LATER : the first cleanup command ran fine : 

btth at SblzUb:~$ sudo dpkg --purge remove alpine
Password:
dpkg - warning: ignoring request to remove remove which isn't installed.
(Reading database ... 87227 files and directories currently installed.)
Removing alpine ...
Purging configuration files for alpine ...
btth at SblzUb:~$

But the next one ran into lots of brambles. So I tried this : 

btth at SblzUb:~$ cd /etc/apt
btth at SblzUb:/etc/apt$ ls
apt.conf    secring.gpg   sources.list~   sources.list.save  trusted.gpg
apt.conf.d  sources.list  sources.list.d  trustdb.gpg        trusted.gpg~
btth at SblzUb:/etc/apt$ ls sources.list.d

[That got no list, despite nano having just assured me sources.list.d was
a directory, but just the prompt back. This seems *very* strange ...]

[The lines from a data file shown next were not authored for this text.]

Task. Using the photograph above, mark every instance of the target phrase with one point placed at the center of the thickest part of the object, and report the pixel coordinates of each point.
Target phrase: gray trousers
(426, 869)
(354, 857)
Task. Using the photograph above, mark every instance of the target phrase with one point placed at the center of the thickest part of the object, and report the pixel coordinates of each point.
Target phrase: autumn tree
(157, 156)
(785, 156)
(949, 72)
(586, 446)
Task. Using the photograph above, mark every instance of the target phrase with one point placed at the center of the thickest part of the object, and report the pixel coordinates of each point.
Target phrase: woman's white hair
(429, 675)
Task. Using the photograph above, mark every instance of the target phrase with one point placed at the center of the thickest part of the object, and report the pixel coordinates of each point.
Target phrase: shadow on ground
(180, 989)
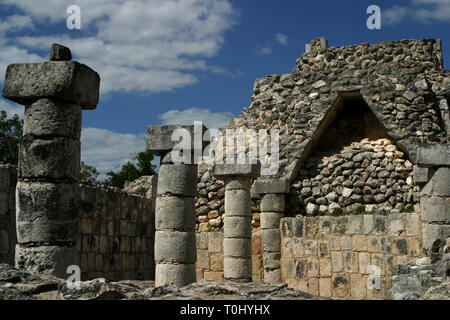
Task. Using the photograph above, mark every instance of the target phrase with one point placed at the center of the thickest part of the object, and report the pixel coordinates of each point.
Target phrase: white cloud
(12, 108)
(282, 39)
(210, 119)
(265, 49)
(138, 45)
(424, 11)
(107, 150)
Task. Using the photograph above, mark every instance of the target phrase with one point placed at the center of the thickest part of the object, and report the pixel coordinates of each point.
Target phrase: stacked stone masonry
(117, 233)
(337, 256)
(8, 239)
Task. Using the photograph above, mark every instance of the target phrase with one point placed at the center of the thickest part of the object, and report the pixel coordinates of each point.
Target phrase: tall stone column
(237, 243)
(47, 193)
(175, 216)
(272, 210)
(434, 197)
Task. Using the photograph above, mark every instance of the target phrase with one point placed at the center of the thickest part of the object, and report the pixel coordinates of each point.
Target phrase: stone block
(341, 285)
(270, 220)
(271, 240)
(438, 185)
(237, 269)
(178, 180)
(65, 80)
(53, 260)
(178, 274)
(215, 242)
(238, 227)
(176, 247)
(237, 203)
(325, 287)
(57, 158)
(47, 212)
(48, 118)
(279, 186)
(202, 259)
(222, 171)
(429, 155)
(238, 248)
(272, 203)
(175, 213)
(420, 175)
(435, 209)
(412, 224)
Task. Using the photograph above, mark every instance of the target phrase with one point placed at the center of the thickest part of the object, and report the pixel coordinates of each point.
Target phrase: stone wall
(8, 239)
(210, 256)
(117, 234)
(332, 256)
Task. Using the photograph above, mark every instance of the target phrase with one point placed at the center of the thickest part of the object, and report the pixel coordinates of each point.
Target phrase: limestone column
(272, 210)
(175, 216)
(434, 197)
(237, 243)
(47, 193)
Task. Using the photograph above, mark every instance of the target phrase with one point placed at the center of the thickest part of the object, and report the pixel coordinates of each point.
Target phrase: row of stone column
(47, 193)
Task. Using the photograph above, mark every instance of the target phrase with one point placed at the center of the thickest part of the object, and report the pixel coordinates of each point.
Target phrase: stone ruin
(359, 207)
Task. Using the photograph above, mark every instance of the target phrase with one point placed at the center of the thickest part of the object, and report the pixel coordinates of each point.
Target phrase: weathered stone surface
(177, 179)
(178, 247)
(159, 138)
(57, 158)
(52, 260)
(222, 171)
(48, 118)
(66, 80)
(175, 213)
(47, 212)
(271, 186)
(433, 155)
(60, 53)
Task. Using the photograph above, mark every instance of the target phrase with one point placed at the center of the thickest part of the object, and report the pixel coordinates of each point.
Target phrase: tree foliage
(10, 132)
(88, 173)
(141, 165)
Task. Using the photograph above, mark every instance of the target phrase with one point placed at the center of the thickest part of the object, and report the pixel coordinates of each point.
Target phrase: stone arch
(350, 107)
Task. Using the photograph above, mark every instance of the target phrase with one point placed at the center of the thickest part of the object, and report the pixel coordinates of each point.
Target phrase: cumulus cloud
(187, 117)
(147, 46)
(282, 39)
(424, 11)
(11, 108)
(107, 150)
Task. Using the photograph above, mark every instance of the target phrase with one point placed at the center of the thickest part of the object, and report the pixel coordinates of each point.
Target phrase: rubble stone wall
(8, 238)
(338, 256)
(210, 256)
(116, 235)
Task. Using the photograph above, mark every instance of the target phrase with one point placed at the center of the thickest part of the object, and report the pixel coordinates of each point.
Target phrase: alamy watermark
(73, 20)
(374, 21)
(229, 146)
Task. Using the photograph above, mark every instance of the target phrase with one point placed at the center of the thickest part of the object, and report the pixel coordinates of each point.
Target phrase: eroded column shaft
(175, 241)
(237, 243)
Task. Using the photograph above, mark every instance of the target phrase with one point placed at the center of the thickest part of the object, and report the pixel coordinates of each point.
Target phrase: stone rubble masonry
(116, 234)
(175, 241)
(272, 210)
(335, 256)
(435, 197)
(237, 243)
(48, 206)
(8, 238)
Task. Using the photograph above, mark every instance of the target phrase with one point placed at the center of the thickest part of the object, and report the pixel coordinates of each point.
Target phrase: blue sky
(166, 61)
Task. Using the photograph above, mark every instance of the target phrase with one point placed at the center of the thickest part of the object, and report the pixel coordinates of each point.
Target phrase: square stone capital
(66, 80)
(272, 186)
(159, 138)
(433, 155)
(223, 171)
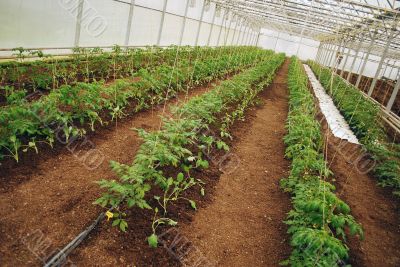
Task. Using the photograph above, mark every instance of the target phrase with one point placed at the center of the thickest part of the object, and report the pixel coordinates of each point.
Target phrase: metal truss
(340, 22)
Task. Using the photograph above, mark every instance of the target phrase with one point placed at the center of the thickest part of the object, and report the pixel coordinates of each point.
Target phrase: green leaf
(193, 204)
(153, 240)
(116, 222)
(123, 225)
(179, 177)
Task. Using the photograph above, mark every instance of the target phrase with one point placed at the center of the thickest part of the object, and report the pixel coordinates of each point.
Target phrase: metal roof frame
(334, 21)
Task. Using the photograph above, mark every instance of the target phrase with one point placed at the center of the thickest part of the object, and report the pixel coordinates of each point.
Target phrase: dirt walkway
(48, 202)
(372, 206)
(243, 225)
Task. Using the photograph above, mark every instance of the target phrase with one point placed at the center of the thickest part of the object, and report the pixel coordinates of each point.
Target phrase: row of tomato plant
(319, 220)
(66, 112)
(166, 160)
(363, 118)
(86, 65)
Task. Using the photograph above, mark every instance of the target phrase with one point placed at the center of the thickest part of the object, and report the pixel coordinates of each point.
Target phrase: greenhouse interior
(200, 133)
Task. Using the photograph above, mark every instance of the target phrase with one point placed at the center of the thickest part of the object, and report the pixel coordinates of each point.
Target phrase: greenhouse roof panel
(326, 20)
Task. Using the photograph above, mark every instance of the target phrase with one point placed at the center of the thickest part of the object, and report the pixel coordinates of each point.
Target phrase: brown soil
(47, 202)
(243, 224)
(374, 207)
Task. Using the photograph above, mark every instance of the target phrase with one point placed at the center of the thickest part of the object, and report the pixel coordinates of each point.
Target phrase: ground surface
(46, 202)
(372, 206)
(243, 225)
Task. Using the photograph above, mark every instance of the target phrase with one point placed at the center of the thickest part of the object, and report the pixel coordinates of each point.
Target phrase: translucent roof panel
(327, 20)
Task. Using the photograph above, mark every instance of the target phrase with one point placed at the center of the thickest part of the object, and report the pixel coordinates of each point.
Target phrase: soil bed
(47, 199)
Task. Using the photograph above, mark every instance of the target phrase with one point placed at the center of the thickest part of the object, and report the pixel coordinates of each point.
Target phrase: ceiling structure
(346, 22)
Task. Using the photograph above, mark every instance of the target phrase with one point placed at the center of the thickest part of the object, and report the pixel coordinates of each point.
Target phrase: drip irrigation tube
(61, 256)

btth at SblzUb:/etc/apt$ nano -w sources.list.d

[Again, no response -- just the prompt back.]

btth at SblzUb:/etc/apt$ cd sources.list.d
btth at SblzUb:/etc/apt/sources.list.d$ ls
btth at SblzUb:/etc/apt/sources.list.d$

[still no response! What's more, putting sudo in front of it made nano
open -- a new file! Ubuntu says it's there, and won't let me open it.]

I'm stumped -- again.

PS:

A little background may help some of you understand, or even tolerate, my
approach: committed though I am to Fedora for my own use, I can see that
my wife, who takes little interest in computers but does write books --
and who is obviously going to outlive me -- will need something a lot less
subject to change after I'm no longer able to shoot its troubles.

But that means I have to use it, too, at least enough for the purpose;
and, curmudgeon that I am, I'm trying to see how closely I can adapt
either of the obvious candidates to the way I've been doing things. 

If I can do that, I can surely adapt to her needs; if not, maybe I still
can. <sigh>

Once more, much thanks for all the help!

-- 
Beartooth Staffwright, Neo-Redneck, Double Retiree,
Not Quite Clueless Linux Power User : F8, C5.1, U6.06;
I have precious (very precious) little idea where up is.